Ближе к полудню молодой человек, служащий банкира, принес мне письмо, которое дало мне новый повод для удивления. Я вскрываю его и нахожу мои обменные платежные письма, что я предъявлял в Генуе г-ну Августино Гримальди далла Пьетра. Его письмо было кратким. Вот его точный перевод:

«Пассано безуспешно советовал мне отправить в Барселону эти письма, чтобы добиться, чтобы вас арестовали. Я направляю их вам, чтобы сделать вам подарок и чтобы заверить вас, что я не из тех, кто старается добавить неприятностей людям, гонимым судьбой. Генуя, 30 ноября 1768 года».

Вот четвертый генуэзец, который проявил себя в отношении меня как истый герой. Должен ли я в благодарность четырем благородным людям столь высокого калибра простить генуэзца Пассано? Нет, отнюдь. Следует избавить их от столь недостойного соотечественника. Но я напрасно мечтал об этом. Я узнал несколько лет спустя, что этот монстр умер в Генуе в нищете. Однако это письмо г-на Гримальди заставило меня узнать, где находился Пассано в это время. Он остался заключенным в тюрьме, Когда меня перевели в башню; мне важно было выяснить, где он, чтобы либо попытаться его уничтожить, если он в состоянии мне вредить, либо быть настороже, держа наготове против врага подходящего убийцу.

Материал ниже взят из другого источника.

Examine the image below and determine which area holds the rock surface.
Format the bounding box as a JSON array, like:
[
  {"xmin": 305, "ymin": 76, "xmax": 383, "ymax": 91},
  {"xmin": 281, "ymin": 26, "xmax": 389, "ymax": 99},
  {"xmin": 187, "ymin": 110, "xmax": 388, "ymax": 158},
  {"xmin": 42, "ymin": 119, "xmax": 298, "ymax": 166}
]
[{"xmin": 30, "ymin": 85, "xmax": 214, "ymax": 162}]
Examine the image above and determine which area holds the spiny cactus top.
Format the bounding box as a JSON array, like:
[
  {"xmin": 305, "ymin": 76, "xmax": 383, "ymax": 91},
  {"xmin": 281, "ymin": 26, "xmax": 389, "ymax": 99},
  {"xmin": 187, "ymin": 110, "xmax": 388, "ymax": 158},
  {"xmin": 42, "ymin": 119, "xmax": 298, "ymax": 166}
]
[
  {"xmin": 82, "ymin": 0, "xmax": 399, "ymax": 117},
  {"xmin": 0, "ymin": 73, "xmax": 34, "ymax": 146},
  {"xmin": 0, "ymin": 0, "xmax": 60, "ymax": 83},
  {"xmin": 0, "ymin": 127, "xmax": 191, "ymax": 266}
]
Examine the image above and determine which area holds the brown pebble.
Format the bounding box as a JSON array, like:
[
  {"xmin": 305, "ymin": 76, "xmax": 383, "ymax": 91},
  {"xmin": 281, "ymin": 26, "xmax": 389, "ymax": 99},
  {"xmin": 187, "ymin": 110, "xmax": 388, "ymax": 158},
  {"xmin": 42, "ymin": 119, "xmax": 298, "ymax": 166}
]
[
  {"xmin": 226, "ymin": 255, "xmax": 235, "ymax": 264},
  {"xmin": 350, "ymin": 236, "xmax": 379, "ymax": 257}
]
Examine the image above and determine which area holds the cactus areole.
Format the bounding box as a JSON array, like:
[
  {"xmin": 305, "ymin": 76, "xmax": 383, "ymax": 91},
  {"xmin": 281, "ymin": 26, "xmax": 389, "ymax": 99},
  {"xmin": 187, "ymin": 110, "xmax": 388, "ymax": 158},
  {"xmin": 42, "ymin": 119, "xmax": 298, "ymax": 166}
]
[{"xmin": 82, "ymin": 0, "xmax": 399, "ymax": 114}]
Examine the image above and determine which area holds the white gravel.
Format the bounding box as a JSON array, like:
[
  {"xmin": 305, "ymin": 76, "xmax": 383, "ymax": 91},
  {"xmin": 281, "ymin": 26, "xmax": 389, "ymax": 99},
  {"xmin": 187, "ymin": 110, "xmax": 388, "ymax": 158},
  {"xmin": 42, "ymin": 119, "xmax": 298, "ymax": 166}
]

Я поделился своим интересом с хозяином, который поручил моему местному слуге выяснить это. Вот что я узнал перед тем, как покинуть Барселону и не имев возможности знать это заранее.

Асканио Погомас, потому что теперь он звался так, содержался под арестом до конца ноября и уехал морем на барке, которая направлялась в Тулон, через три или четыре дня после того, как покинул цитадель. Я написал в тот же день г-ну Гримальди письмо на четырех страницах, из которого он должен был получить квинтэссенцию моего чувства благодарности. Следовало выплатить ему, в знак моей благодарности, тысячу цехинов, которыми, из-за моих двух писем, я становился его должником и с которыми, если бы он последовал тому, что этот монстр говорил ему сделать, он принес бы мне много беды.

Но вот еще новость, о которой заговорили в Барселоне.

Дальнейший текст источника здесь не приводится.